When evaluating program vendors, employers are offered a number of enticing promises. You might see brochures, websites, and case studies that advertise a 20% drop in hyperglycemia, 70% decrease in diabetes medication, or 20% weight loss for participants. These results are impressive, but it’s crucial to remember that every employee population is different. As they say in those late night infomercials, “results may vary.”
Employers and their advisors must approach program evaluation with the goal of finding out how a program might work for their members, their business needs, and their unique situation. This starts with a data analysis that examines the demographics, eligibility, and potential participation in the program. Here’s an example from the Artemis Platform.
Portico Benefit Services, an Artemis customer, was evaluating two new mental well-being programs to support their members. They dove into diagnoses to find out how many members would potentially benefit from these vendors, including the current costs for these conditions. This put them on the right track for understanding the potential impact of these programs.

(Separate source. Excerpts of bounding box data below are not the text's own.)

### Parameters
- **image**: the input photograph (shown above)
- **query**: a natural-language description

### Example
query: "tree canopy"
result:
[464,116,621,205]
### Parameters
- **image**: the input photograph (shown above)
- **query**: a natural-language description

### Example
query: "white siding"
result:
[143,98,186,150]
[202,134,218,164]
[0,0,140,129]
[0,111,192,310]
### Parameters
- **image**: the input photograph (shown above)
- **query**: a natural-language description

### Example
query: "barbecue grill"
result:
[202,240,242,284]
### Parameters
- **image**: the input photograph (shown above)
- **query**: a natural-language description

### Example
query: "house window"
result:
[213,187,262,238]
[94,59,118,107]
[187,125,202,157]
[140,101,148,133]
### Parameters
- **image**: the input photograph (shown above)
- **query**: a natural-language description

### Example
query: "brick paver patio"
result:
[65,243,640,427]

Once they settled on these vendors, Portico worked with the vendor to personalize their programming for their members. They partnered to include online lessons and video modules that are more spiritual and faith-based in nature, which appeal to Portico members, most of whom are rostered members of the clergy. They even included a course on vocational well-being featuring ministers from the same faith community sharing ways to avoid burnout and grow as spiritual leaders.
By personalizing the offering and setting unique goals with the vendor, Portico is seeing great initial results. They are benchmarking engagement against other populations using these same vendors and finding their own employees are engaging for an average of 15 minutes longer with the video and online courses. They are also tracking behavioral health claims, costs, and utilization over time to see how the vendor programs might lead to better well-being outcomes.
This is a great example of an employer setting clear goals alongside their vendors and clearly understanding the ins and outs of the program’s offerings.
If you’re trying to measure the value of a benefits program, you should look at the data feed provided by the vendor, right? Yes, of course, but that’s just the beginning. To truly find the data you need to determine program success, you must look beyond just the vendor’s data and “cross-walk” your data to see how the program is affecting members holistically.
Let’s look at an example from the Artemis Platform. One of our clients was concerned about member behavioral health. They noted from employee survey data that their members were reporting high levels of stress. Their EAP program data also showed higher utilization in recent months than previously. They wanted to dive deeper on this issue, so we went to work to create an analysis that drew on multiple types of data.
First, we looked at a number of different metrics:
Once we had gathered these metrics, we built “cohorts,” or groups of members, with behavioral health diagnoses of depression and anxiety so we could compare them to members who did not have these conditions. By using multiple, distinct data sources and cohorts to compare members, you ensure a more accurate picture of what’s really happening. Here’s what we found in this analysis.
You can see that the “In Cohort” group, those with depression or anxiety, were likely to miss more work, more costly for medical and prescription claims, more likely to miss work due to disability, more likely to visit the emergency room, and more likely to suffer from a comorbid musculoskeletal condition. If the analysis had focused just on the EAP program data, we wouldn’t have a complete view of what other factors are contributing to these members’ health and wellness.
The Artemis customer took this information to the C-suite and justified the need to shore up their EAP offering, evaluate new behavioral health programs, and better support these members. They continue to track this cohort as they roll out new programs and measure their effectiveness.